7. It is true that in the definition of the word 'tenant' it is provided that it includes a sub-tenant, but read in the light of the definition of ''landlord', it means that in the various provisions in the Act the word 'tenant' should be deemed to include a sub-tenant where the action is taken by a tenant in chief as against the sub-tenant. To avoid a repetition and for the sake of brevity the Act provides that in relation to a sub-tenant, the tenant-in-chief is to be treated as a landlord. Vice versa, the sub-tenant is a tenant only in relation to the tenant-in-chief. I am unable to infer from this provision that a sub-tenant, is a tenant in relation also to the true owner of the accommodation. That being so, Girdhari Lal did not occupy the position of a tenant as against the plaintiffs-appellants and so it was not necessary for them to obtain the permission from the District Magistrate under Section 3 of the Act for his eviction from the shop in dispute.
8. It was argued on behalf of the respondents that the Act is a remedial measure and it must be construed so as to secure the relief contemplated by it. As laid down by their Lordships of the Judicial Committee in Raghuraj Singh v. Harkishan Das, 1944 ALL. L.J. 162 (P.C.) the construction must be reasonable. The language of the statute should not be stretched so as to place an interpretation which it does not reasonably admit of. Prior to the enactment of this Act the position was that the rights of a sub-tenant were subordinate to those of the tenant-in-chief. There is nothing in the Act to show that the sub-tenant has been given any rights independent of those of the tenant-in-chief. When Chandrapal has become liable for eviction in the suit by the owners, the sub-tenant, Girdhari Lal, must also submit. How can he continue in the shop when there is no privity of contract between him and the true owners.

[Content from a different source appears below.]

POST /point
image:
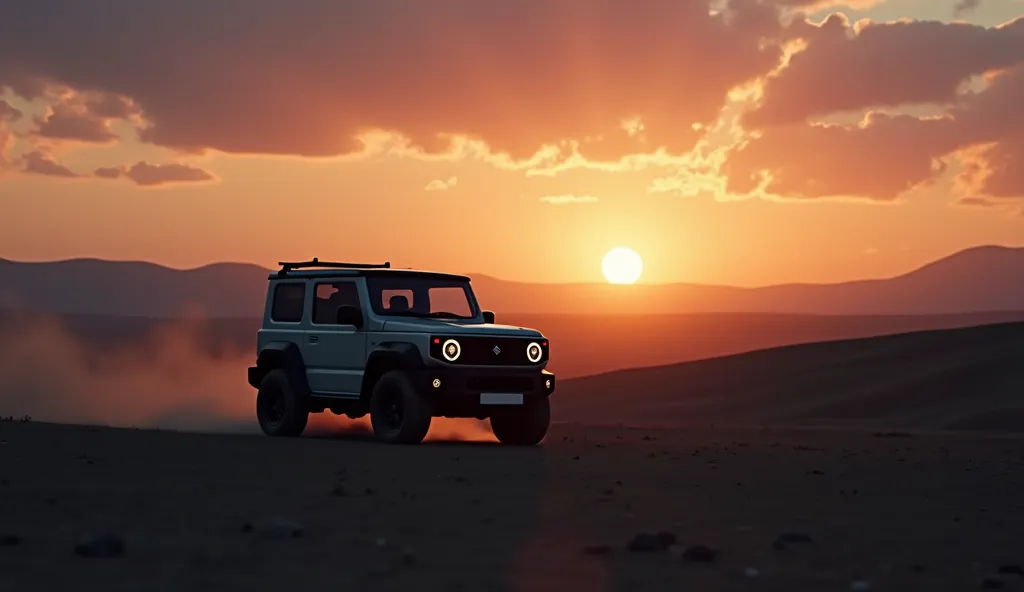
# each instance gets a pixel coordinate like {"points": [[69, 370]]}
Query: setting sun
{"points": [[622, 265]]}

9. For the above reasons, I differ from the view taken by the learned District Judge and hold that it was not necessary for the plaintiffs to have obtained the permission under Section 3 of the Act as against the sub-tenant.
10. The appeal is allowed. The decree of the lower appellate Court is modified so as to decree the claim of ejectment as against Girdhari Lal also. The decree of the trial Court is restored. The plaintiffs, appellants will have their costs from Girdhari Lal, respondent, throughout.